19 Şubat 2011 Cumartesi

krep e yanıt


krepçim, canım, öncelikle krep ismi için tebrik eder, gösterdiğin samimiyet için de gözlerinden öper, canım diyen dilini koparıveririm..
blogumu bu kadar ayrıntılı incelemenden onur duyduk..
madem ulu orta yazdın, ben de istedigin duzeltmeleri yapar, kafanı karıştıran konuları açıklarım..
oncelikle yazım hatalarından bahsedeyim, adı üstünde hata.. yanlış yazmışım paşam, affet.. bundan sonra daha çok dikkat ederim, söz..
aurora borealis (google ettim valla); filmi izlemedim tatlım, northern lights evet bahsettiğim.. namı diğer kuzey ışıkları.. bir gün görebilmeyi dilerim.. aurora nın bir anlamı daha vardır, ara bul artık . ilkokulda izlediğim bir filmde görmüştüm.. nedir bilirim evet, araştırdım öğrendim, zor değil..
eddie vedder, pearl jam ben demedim, sen dedin.. yıllar önce pearl jam baskılı tşört hediye etmişlerdi.. havalı..heh.. yok öyle demediler.. ben de aradım buldum dinledim.. bu da zor olmadı.. ama pearl jam değil eddie vedder hayranıyım..
little miss sunshine al senin olsun balım, yeter ki kavga etmeyelim :))
saftirik: böyle bir kelime de yok güzel Türkçemizde sevgili krepçim..
evet hemşireyim.. evet orda oturuyorum.. gelirsen sana eziyet nedir öğretebilirim..
blog benim, keyif benim, şimdiye kadar sana mı yazdım arkadaşım? nedir?
foto: eddie nin bacakları

3 yorum:

  1. krep'ten:

    oya hanım,

    kaç kişi onur duydunuz bilmiyorum ama rica ederim, blogunuz ayrıntılı incelemeye son derece değer bir çalışmaydı. bu kadar sinirlenmenizi ve beni tehdit etmenizi anlayamıyorum. ulu orta yazdığım için mi bu kadar sinirlendiniz? fakat blog zaten ulu orta yazılan bir şey değil midir? dolayısıyla siz ulu orta yazınca sorun olmuyor, ben ulu orta eleştirince neden sorun oluyor anlamadım? hatalarınızı düzelttiğiniz ve kabul ettiğiniz için teşekkür ederim. sözlük yazarı olduğunuzu açıkçası düşünmemiştim ama madem ki bana sözlükten bir cevap yazmak yerine blogunuzdan savaş açmayı tercih ettiniz, şu durumda bana da cevap hakkı doğdu.

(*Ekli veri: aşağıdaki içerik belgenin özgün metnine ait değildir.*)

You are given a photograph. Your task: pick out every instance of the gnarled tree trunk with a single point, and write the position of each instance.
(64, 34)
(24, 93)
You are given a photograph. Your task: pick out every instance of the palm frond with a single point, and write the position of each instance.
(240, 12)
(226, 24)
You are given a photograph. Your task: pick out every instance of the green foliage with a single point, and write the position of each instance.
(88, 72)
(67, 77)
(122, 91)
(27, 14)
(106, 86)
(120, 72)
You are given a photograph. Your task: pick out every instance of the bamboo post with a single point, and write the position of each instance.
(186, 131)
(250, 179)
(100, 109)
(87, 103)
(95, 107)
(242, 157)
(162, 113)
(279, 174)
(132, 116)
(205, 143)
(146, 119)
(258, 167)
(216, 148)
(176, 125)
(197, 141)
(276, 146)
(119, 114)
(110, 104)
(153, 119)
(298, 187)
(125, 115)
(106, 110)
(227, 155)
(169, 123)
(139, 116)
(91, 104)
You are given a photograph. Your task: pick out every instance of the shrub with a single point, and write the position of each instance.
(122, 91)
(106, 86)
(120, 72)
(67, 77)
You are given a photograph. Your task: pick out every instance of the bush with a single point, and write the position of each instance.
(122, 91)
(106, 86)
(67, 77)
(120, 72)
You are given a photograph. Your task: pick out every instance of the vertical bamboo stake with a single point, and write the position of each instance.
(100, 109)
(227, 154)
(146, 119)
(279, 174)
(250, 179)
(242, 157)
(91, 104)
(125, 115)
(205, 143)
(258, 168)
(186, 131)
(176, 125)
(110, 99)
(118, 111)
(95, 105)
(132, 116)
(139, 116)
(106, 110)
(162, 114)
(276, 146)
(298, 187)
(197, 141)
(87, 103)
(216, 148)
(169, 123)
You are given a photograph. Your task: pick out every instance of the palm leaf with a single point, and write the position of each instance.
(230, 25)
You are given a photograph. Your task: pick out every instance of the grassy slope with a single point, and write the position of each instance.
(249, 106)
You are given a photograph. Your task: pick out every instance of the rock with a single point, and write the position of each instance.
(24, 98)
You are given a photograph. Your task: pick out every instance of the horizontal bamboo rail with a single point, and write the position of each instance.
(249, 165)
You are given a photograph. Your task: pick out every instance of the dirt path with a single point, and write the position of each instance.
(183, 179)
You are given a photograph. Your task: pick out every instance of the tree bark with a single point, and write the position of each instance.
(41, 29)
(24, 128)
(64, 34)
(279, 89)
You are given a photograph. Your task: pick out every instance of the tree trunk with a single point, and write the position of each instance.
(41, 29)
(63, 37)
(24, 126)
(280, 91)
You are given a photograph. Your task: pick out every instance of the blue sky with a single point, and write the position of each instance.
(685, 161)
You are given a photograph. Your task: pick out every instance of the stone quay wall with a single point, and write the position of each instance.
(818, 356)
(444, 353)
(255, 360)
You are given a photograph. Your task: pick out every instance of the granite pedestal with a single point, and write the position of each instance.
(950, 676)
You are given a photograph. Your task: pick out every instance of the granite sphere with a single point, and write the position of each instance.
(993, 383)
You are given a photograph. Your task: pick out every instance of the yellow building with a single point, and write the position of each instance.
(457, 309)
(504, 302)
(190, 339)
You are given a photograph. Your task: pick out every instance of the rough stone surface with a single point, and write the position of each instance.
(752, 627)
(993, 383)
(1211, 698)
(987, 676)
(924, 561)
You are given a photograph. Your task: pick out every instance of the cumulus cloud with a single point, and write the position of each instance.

    öncelikle, duygu ve düşüncelerinizi kağıda yazmak yerine internet ortamında herkese açık bir şekilde paylaşmakta sakınca görmüyorsanız, eleştirilere de daha açık olmalısınız. eğer eleştirilmek istemiyorsanız, daha dikkatli davranmalı ya da kağıt ve kalemi tercih etmelisiniz. yaptığınız hatalar basit bir yazım hatasıymış gibi davranmışsınız ama öyle olmadığını hepimiz biliyoruz, birbirimizi kandırmayalım.

    kimse ama hiçkimse, bloguna adını verecek kadar önemsediği bir şeyi yanlış yazmaz, hayranı olduğu adamın adını yanlış yazmaz, en sevdiğim film dediği filmin adını yanlış yazmaz. kuzey ışıkları yazsaydınız o zaman madem orijinalinin nasıl yazıldığını bilmiyordunuz, ya da daha önceden "google etseydiniz". eddie vedder'ı da pearl jam'den bağımsız tutuyorsanız, sanırım adamın bacaklarına hayransınız? eddie vedder'a değil, pearl jam'e hayranım deseydiniz, o yüzden adamın adını yanlış yazdım deseydiniz, bu bile daha iyi bir savunma olurdu. zira, adamın solo albümünü edindiyseniz, albümün üzerinde eşşek kadar vedder yazıyor olmalı, yanılıyor muyum?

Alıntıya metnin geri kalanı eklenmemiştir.